One trade-related topic that regional officials hope will be considered is the Taliban regime in Afghanistan, which obstructs Central Asia’s access to a seaport. Kazakhstan and Uzbekistan have taken the lead in recent efforts to engage with the Taliban, driven not only by the potential for new trading opportunities but also by the understanding that Afghanistan’s cooperation is essential to tackle urgent regional challenges, including the growing scarcity of water resources.

Since the Taliban regained power, the U.S. has not recognized their government, primarily due to its oppressive stance, particularly regarding women’s rights. Central Asian leaders believe that the U.S. and EU should adopt a more flexible stance if they wish to achieve trade goals.

Central Asian leaders “hold the view that engaging with the Taliban is necessary; the complete disengagement and ostracization of Kabul has not led to productive outcomes,” Dzhuraev noted.

Additionally, Central Asian leaders might want to address specific national issues during the summit. Kyrgyz President Sadyr Japarov is expected to bring up U.S. immigration policies and the non-immigrant visa limitations on Kyrgyz citizens, who can no longer obtain 10-year, multi-entry visas and are now restricted to applying for single-entry, 90-day visas. Turkmen citizens face similar limitations.

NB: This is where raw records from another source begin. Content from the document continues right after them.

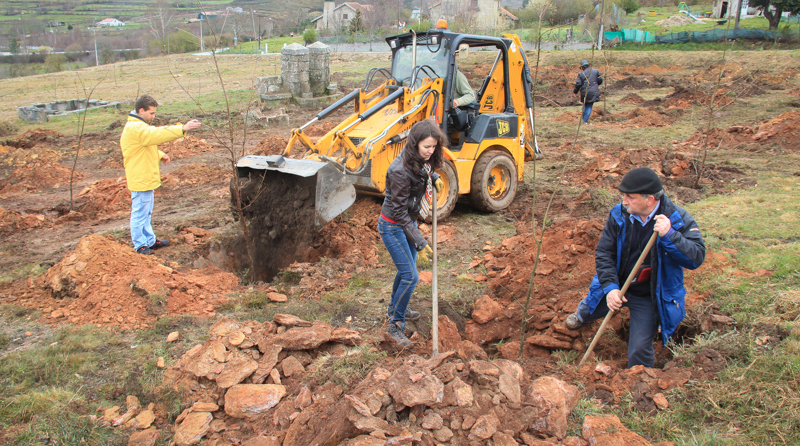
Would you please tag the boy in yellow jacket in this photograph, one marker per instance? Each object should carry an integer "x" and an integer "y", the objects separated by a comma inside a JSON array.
[{"x": 141, "y": 157}]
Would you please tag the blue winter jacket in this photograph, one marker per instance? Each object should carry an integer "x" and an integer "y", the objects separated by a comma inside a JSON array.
[{"x": 682, "y": 247}]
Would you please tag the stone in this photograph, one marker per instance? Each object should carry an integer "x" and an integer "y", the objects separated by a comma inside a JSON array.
[
  {"x": 144, "y": 420},
  {"x": 661, "y": 401},
  {"x": 277, "y": 297},
  {"x": 204, "y": 406},
  {"x": 344, "y": 335},
  {"x": 305, "y": 338},
  {"x": 236, "y": 370},
  {"x": 503, "y": 439},
  {"x": 469, "y": 351},
  {"x": 266, "y": 362},
  {"x": 494, "y": 330},
  {"x": 485, "y": 310},
  {"x": 509, "y": 386},
  {"x": 510, "y": 367},
  {"x": 554, "y": 399},
  {"x": 291, "y": 367},
  {"x": 427, "y": 390},
  {"x": 462, "y": 392},
  {"x": 432, "y": 421},
  {"x": 609, "y": 431},
  {"x": 449, "y": 338},
  {"x": 288, "y": 320},
  {"x": 485, "y": 427},
  {"x": 144, "y": 438},
  {"x": 223, "y": 327},
  {"x": 204, "y": 361},
  {"x": 193, "y": 428},
  {"x": 248, "y": 400},
  {"x": 262, "y": 440}
]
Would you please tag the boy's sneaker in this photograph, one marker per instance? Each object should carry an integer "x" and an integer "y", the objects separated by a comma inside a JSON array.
[
  {"x": 159, "y": 244},
  {"x": 411, "y": 315},
  {"x": 396, "y": 331},
  {"x": 572, "y": 322}
]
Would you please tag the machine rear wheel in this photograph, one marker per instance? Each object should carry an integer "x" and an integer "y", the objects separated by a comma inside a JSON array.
[
  {"x": 446, "y": 201},
  {"x": 494, "y": 181}
]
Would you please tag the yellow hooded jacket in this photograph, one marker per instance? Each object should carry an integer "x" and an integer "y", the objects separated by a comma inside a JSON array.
[{"x": 140, "y": 154}]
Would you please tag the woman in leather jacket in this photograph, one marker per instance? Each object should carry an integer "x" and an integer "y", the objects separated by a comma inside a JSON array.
[{"x": 409, "y": 182}]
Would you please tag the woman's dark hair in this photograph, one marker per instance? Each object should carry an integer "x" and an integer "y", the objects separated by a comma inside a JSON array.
[{"x": 419, "y": 132}]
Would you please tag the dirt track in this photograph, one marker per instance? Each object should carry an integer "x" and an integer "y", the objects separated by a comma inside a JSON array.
[{"x": 89, "y": 278}]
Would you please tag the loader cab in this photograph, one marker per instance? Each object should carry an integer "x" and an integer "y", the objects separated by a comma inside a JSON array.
[{"x": 438, "y": 53}]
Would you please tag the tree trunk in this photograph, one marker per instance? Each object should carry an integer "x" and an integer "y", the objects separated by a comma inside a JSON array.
[{"x": 773, "y": 18}]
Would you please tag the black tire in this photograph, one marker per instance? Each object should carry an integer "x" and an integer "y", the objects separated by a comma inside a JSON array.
[
  {"x": 449, "y": 196},
  {"x": 494, "y": 181}
]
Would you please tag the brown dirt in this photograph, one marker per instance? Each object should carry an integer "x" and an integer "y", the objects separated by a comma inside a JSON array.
[
  {"x": 105, "y": 283},
  {"x": 33, "y": 137},
  {"x": 12, "y": 222},
  {"x": 36, "y": 175},
  {"x": 781, "y": 132},
  {"x": 186, "y": 147}
]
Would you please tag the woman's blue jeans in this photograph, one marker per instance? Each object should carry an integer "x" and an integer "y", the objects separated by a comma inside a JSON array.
[
  {"x": 141, "y": 213},
  {"x": 587, "y": 111},
  {"x": 404, "y": 256}
]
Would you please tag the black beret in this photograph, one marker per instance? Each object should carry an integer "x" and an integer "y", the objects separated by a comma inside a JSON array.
[{"x": 641, "y": 180}]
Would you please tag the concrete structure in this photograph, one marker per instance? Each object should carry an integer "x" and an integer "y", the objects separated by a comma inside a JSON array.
[
  {"x": 36, "y": 113},
  {"x": 109, "y": 22},
  {"x": 305, "y": 78},
  {"x": 334, "y": 17},
  {"x": 482, "y": 14}
]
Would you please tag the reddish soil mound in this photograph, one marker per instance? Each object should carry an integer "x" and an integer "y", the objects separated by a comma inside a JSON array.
[
  {"x": 104, "y": 199},
  {"x": 783, "y": 130},
  {"x": 643, "y": 117},
  {"x": 348, "y": 246},
  {"x": 186, "y": 147},
  {"x": 631, "y": 98},
  {"x": 36, "y": 175},
  {"x": 12, "y": 222},
  {"x": 105, "y": 283},
  {"x": 11, "y": 156},
  {"x": 33, "y": 137},
  {"x": 194, "y": 174},
  {"x": 271, "y": 145},
  {"x": 315, "y": 131}
]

Dzhuraev suggested that Japarov may also discuss U.S. sanctions affecting the Kyrgyz banking sector, which both American and British officials have pointed out as aiding Russia in acquiring equipment and technology for its military efforts in Ukraine.

Kazakh President Kassym-Jomart Tokayev is likely to advocate for unified action to tackle an impending environmental crisis — the decreasing water levels of the Caspian Sea. To capture the Trump administration’s attention, he might frame this issue as a potential threat to trade along the Middle Corridor, a development of interest to U.S. policy, considering that lower water levels make access to significant ports like Aktau more challenging. Kazakh officials also seek assurances from the Trump administration regarding cooperation with the U.S. Congress to lift the Jackson-Vanik trade restrictions on Kazakhstan.

Kazakhstan and Uzbekistan aim to broaden cultural and educational exchanges to support the emergence of a Central Asian managerial class equipped with the necessary skills and knowledge for economic modernization.

One subject unlikely to be broached at the summit is human rights and political freedoms, according to Dzhuraev. Since Trump’s return to power in January, human rights considerations have taken a back seat to trade negotiations in U.S. diplomatic efforts.

Given Trump’s previous stance on human rights issues, it is improbable that he will address an open letter from a Tajik opposition group, the Movement for Reform and Growth. In their letter dated November 5, they appealed to Trump to discuss political repression in Tajikistan with its president, Emomali Rahmon, and to advocate for the release of political prisoners.

“Ignoring this crisis [of political repression in Tajikistan] could lead to destabilization in Central Asia, fostering extremism and resulting in the loss of strategic control in a region where authoritarian forces are actively competing,” the letter warns.